Multi-Instance GPU (MIG) expands the performance and value of each NVIDIA A100 Tensor Core GPU. MIG can partition the A100 GPU into as many as seven instances, each fully isolated with their own high-bandwidth memory, cache, and compute cores. Now administrators can support every  workload, from the smallest to the largest, offering a right-sized GPU with guaranteed quality of service (QoS) for every job, optimizing utilization and extending the reach of accelerated computing resources to every user.


Expand GPU Access to More Users

With MIG, you can achieve up to 7X more GPU resources on a single A100 GPU. MIG gives researchers and developers more resources and flexibility than ever before

Optimize GPU Utilization

MIG provides the flexibility to choose many different instance sizes, which allows provisioning of right-sized GPU instance for each workload, ultimately delivering optimal utilization and maximizing data center investment.

Run Simultaneous Mixed Workloads

MIG enables inference, training, and high-performance computing (HPC) workloads to run at the same time on a single GPU with deterministic latency and throughput.

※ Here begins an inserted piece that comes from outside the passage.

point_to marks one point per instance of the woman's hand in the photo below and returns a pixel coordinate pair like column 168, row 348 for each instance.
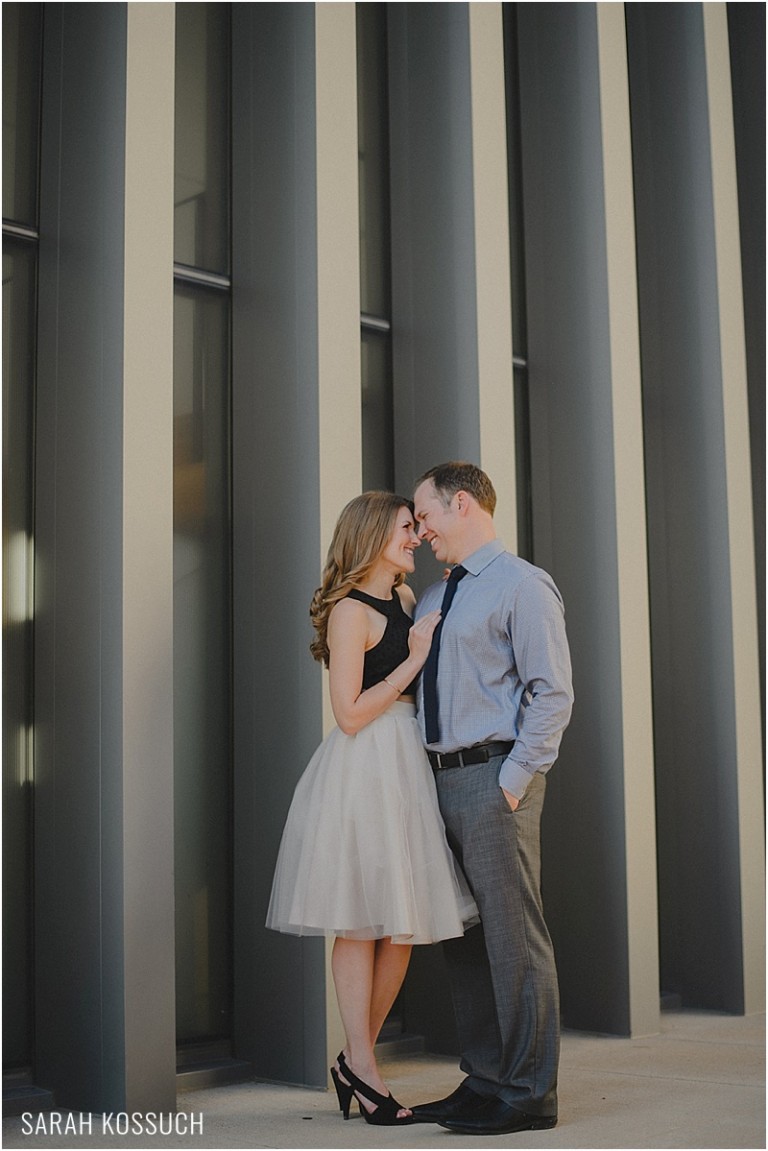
column 419, row 638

Without MIG, different jobs running on the same GPU, such as different AI inference requests, compete for the same resources like memory bandwidth. A job consuming larger memory bandwidth starves others, resulting in several jobs missing their latency targets. With MIG, jobs run simultaneously on different instances, each with dedicated resources for compute, memory, and memory bandwidth, resulting in predictable performance with quality of service and maximum GPU utilization.
Nvidia Mig Hpc Demo Image

Achieve Ultimate Data Center Flexibility

An NVIDIA A100 GPU can be partitioned into different-sized MIG instances. For example, an administrator could create two instances with 20 gigabytes (GB) of memory each or three instances with 10 GB or seven instances with 5 GB. Or a mix of them. So Sysadmin can provide right-sized GPUs to users for different types of workloads.

MIG instances can also be dynamically reconfigured, enabling administrators to shift GPU resources in response to changing user and business demands. For example, seven MIG instances can be used during the day for low-throughput inference and reconfigured to one large MIG instance at night for deep learning training.

Deliver Exceptional Quality of Service

Each MIG instance has a dedicated set of hardware resources for compute, memory, and cache, delivering guaranteed quality of service (QoS) and fault isolation for the workload. That means that  failure in an application running on one instance doesn’t impact applications running on other instances. And different instances can run different types of workloads—interactive model development, deep learning training, AI inference, or HPC applications. Since the instances run in parallel, the workloads also run in parallel—but separate and isolated—on the same physical A100 GPU.

MIG is a great fit for workloads such as AI model development and low-latency inference. These workloads can take full advantage of A100’s features and fit into each instance’s allocated memory.



MIG enables fine-grained GPU provisioning by IT and DevOps teams. Each MIG instance behaves like a standalone GPU to applications, so there is no change to the CUDA® platform. MIG can be used in all the major enterprise computing environments​.